Nurkowie przetrząsnęli Wisłok. Nadal trwają poszukiwania Mateusza

STAŃKOWA, RZESZÓW / PODKARPACIE. Trwa dziewiąty dzień poszukiwań Mateusza Szylaka, studenta Politechniki Rzeszowskiej. 25-latek zaginął z 19 na 20 listopada. Strażacy i płetwonurkowie przetrząsnęli już koryto Wisłoka i nic nie znaleźli.

Zgłoszenie o zaginięciu do Komendy Miejskiej Policji w Rzeszowie trafiło w poniedziałek 21 listopada. Policjanci Wydziału Kryminalnego sprawdzili wszystkie miejsca, w których 25-latek mógłby się znajdować tuż po weekendowej imprezie.

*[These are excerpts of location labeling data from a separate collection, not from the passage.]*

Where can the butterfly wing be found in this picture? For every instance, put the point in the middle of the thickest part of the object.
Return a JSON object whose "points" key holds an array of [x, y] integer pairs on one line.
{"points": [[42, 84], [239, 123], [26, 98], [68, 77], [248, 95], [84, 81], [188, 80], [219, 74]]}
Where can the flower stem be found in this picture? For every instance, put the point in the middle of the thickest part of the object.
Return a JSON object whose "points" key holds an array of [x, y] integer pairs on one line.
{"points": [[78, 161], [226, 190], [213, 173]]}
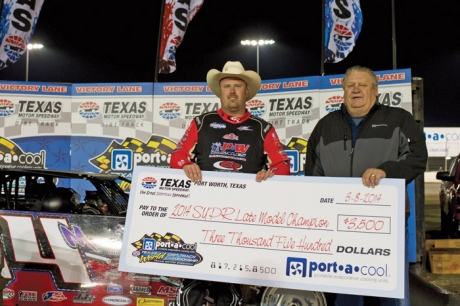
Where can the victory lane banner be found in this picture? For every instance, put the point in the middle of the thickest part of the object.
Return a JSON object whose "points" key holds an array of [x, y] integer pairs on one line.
{"points": [[296, 232]]}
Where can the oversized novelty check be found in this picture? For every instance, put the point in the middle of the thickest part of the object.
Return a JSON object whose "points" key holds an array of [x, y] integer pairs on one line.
{"points": [[296, 232]]}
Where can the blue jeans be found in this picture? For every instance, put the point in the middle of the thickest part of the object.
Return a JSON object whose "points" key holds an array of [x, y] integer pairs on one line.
{"points": [[357, 300]]}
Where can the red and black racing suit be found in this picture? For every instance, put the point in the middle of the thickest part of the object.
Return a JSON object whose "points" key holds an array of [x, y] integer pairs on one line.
{"points": [[216, 141]]}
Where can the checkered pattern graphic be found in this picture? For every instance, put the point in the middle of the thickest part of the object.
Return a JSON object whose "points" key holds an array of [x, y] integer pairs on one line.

Chłopaka nie odnaleziono w szpitalach, noclegowniach ani w izbie wytrzeźwień. Na podstawie nagrań z monitoringu ustalono, że ostatni raz był na ulicy Hetmańskiej na wysokości ulicy Chodkiewicza. Kierował się w stronę rzeszowskich Bulwarów – informuje komisarz Adam Szeląg, oficer prasowy z Komendy Miejskiej Policji w Rzeszowie.

v2

foto. archiwum rzeszow24.pl

Strażacy i płetwonurkowie przeczesywali koryto Wisłoka. Szukali od progu wodnego w okolicy Mostu Mazowieckiego aż do mostu w Czarnej Łańcuckiej. Nic nie znaleziono.

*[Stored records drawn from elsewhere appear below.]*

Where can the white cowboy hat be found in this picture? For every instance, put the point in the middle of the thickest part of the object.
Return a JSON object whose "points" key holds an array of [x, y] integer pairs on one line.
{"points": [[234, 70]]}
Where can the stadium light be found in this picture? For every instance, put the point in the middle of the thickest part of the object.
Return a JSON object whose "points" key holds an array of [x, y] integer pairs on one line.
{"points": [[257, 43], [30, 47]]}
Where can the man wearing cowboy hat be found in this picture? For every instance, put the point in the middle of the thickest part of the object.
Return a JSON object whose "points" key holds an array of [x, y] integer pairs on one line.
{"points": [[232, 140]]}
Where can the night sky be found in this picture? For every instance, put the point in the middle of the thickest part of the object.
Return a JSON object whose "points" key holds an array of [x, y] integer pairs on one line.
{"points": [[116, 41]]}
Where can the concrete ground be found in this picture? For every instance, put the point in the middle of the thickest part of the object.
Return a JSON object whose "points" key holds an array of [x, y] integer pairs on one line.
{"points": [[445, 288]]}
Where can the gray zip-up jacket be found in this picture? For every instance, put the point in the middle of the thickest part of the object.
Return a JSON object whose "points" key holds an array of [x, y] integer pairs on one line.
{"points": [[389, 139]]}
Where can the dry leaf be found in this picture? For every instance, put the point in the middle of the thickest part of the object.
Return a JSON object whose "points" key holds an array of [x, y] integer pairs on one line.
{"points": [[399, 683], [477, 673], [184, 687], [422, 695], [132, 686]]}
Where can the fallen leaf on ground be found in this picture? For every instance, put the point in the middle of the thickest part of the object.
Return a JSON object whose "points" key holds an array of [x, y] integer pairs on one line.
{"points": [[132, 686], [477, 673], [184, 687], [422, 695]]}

Z materiałów jakie zebraliśmy nic nie wskazuje na to, że padł ofiarą przestępstwa – dopowiada Adam Szeląg. – 25-latek jest zarejestrowany jako zaginiony i poszukiwany. Informacje taką maja funkcjonariusze zarówno w całej Polsce jak i na terenie Unii Europejskiej – dodaje.

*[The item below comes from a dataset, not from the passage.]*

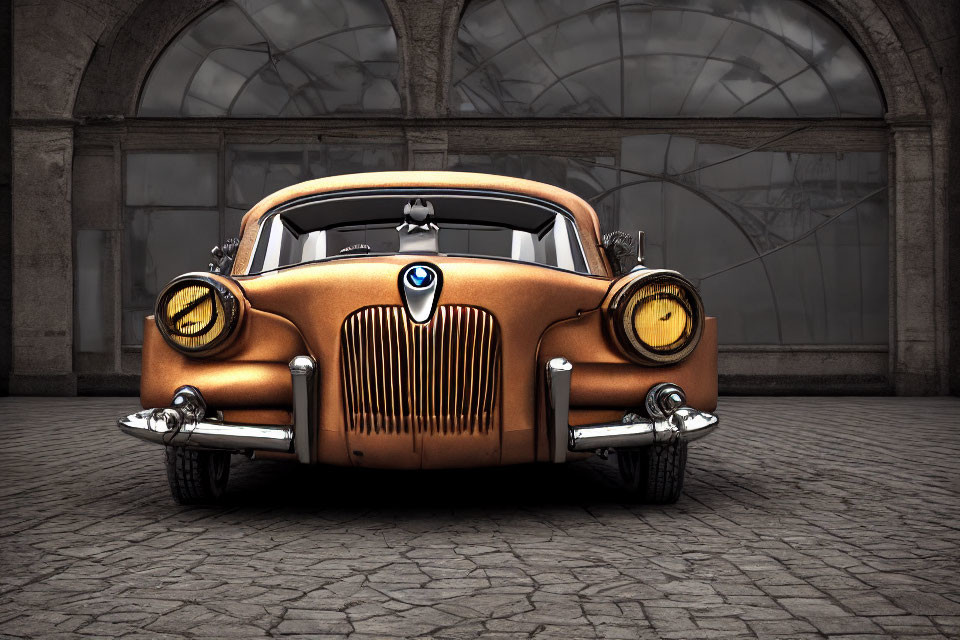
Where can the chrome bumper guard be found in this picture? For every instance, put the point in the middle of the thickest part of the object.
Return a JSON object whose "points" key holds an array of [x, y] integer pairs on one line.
{"points": [[668, 419], [186, 423]]}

Chłopak mieszka w Stańkowej, w gminie Ustrzyki Dolne. Ostatni raz widziano go w nocy z 19 na 20 listopada w „Czarnym Kocie” w Rzeszowie. Od tamtej pory słuch po nim zaginął.

Rysopis:
Wzrost 175 cm., waga ok. 83 kg., włosy krótkie – czarne, krótkie, twarz – owalna, nos – średni, uszy – przylegajace, na twarzy kilkudniowy zarost.
Ubiór:
Spodnie jeans w kolorze niebieskim, bluza koloru granatowego, kurtka w kolorze szarym, buty brązowe.

Osoby, które widziały zaginionego, znają miejsce jego pobytu lub posiadają informacje mogące przyczynić się do ustalenia miejsca pobytu proszone są o kontakt z funkcjonariuszami Komendy Miejskiej Policji w Rzeszowie, tel. 17 858 3224 albo 17 858 33 10 lub pod tel. alarmowy Policji – 997. 

30-11-2016

Udostępnij ten artykuł znajomym:

Udostępnij


Napisz komentarz przez Facebook

lub zaloguj się aby dodać komentarz


Pokaż więcej komentarzy (0)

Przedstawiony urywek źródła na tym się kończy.